Antonin Artaud denemesine şöyle devam eder: “Eğer gerçek tiyatro veba gibiyse, bu onun bulaşıcı olduğundan değil, tıpkı veba gibi bir öldürücülük ortamının açığa vurulması, ileri sürülmesi, dışa doğru itilmesi olduğundandır; öyle bir öldürücülük ortamı ki onunla usun bütün bozuculuğu, bütün ayartıcılığı bir birey ya da bir ulus üzerine toplanır. Veba gibi kötülüğün bir zamanı, kara güçlerin baskın olduğu dönemler vardır. ( … ) Tiyatro da veba gibi, ölüm ya da iyileşme ile çözülen bir buhrandır. Onun ardından ya ölüm ya da tam bir aklanıp paklanmışlık gelir.” Artaud, tiyatro eyleminin veba gibi iyilik getirici olduğunu, çünkü insanların maskelerini düşürdüğünü, yalanlarını, miskinliklerini, alçaklıklarını ikiyüzlülüklerini açığa vurduğunu söyler. Böylece yüce ruhlu kişiler ile alçak ruhlu kişilerin vebaya benzeyen tiyatroda birbirinden açık bir şekilde ayrıldığı görülür. Yüce ruhlu kişiler, gizli yeteneklerini keşfederek kötü kaderlerine karşı kahramanca bir tavır sergilerler. Corona zamanıyla düşünseli karşılaştırdığım cümlelerim gösteriyor ki, aslında dönüşüm sadece olayların isminin değişmesiyle karşımıza çıkıyor. Salgın sırasında karaborsa yaparak insanların çaresizliği üzerinden prim yapanlar yakın zamanda tiyatro sahnesindeki yerini alacaktır, yığınlar Corona günlerinde kaybedilen insanların fiziksel yaşadıklarını değil, aksine toplumsal alanda yarattığı yıkıcı değişimi tiyatroda izleyecektir. Bireysel anlamda yaratılan izolasyon toplumsal anlamda yıkıcı etkiye sahiptir!

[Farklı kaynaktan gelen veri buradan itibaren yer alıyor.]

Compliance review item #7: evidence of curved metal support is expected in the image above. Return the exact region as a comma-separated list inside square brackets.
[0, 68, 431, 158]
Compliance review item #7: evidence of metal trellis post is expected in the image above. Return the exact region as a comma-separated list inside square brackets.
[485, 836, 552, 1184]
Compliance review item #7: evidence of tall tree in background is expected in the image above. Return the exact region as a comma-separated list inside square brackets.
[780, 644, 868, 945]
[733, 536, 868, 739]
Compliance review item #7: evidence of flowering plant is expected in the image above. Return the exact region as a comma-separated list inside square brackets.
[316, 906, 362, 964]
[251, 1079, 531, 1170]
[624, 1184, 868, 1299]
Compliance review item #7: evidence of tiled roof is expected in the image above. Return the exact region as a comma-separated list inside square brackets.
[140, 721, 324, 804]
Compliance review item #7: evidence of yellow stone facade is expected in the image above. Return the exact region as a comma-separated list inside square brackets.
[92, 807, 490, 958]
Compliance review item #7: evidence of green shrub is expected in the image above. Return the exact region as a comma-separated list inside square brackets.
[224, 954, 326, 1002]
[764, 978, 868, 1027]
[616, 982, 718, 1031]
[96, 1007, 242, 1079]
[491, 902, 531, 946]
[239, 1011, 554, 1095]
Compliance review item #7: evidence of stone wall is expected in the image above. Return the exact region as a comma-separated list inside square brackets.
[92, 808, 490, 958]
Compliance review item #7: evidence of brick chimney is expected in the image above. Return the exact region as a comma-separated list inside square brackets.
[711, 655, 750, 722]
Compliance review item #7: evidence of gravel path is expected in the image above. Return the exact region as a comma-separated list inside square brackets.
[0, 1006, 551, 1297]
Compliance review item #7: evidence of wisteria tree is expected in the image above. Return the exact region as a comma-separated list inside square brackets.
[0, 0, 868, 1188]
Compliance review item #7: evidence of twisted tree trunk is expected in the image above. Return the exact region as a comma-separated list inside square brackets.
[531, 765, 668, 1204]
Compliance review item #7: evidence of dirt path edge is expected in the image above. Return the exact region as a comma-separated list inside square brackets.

Camus, 12 Mart 1939 tarihinde yazdığı makalesinde “hayatın saçmalığını saptamak, bir sonuç değil aksine bir başlangıçtır…” derken insanın kötü kaderine karşı isyanını sanatta, özellikle tiyatroda net olarak göstereceğine işaret eder. İç sıkıntısından bilinçlenen insan, tiyatroda silkelenip başkaldırarak varoluşunun sırrına erecektir.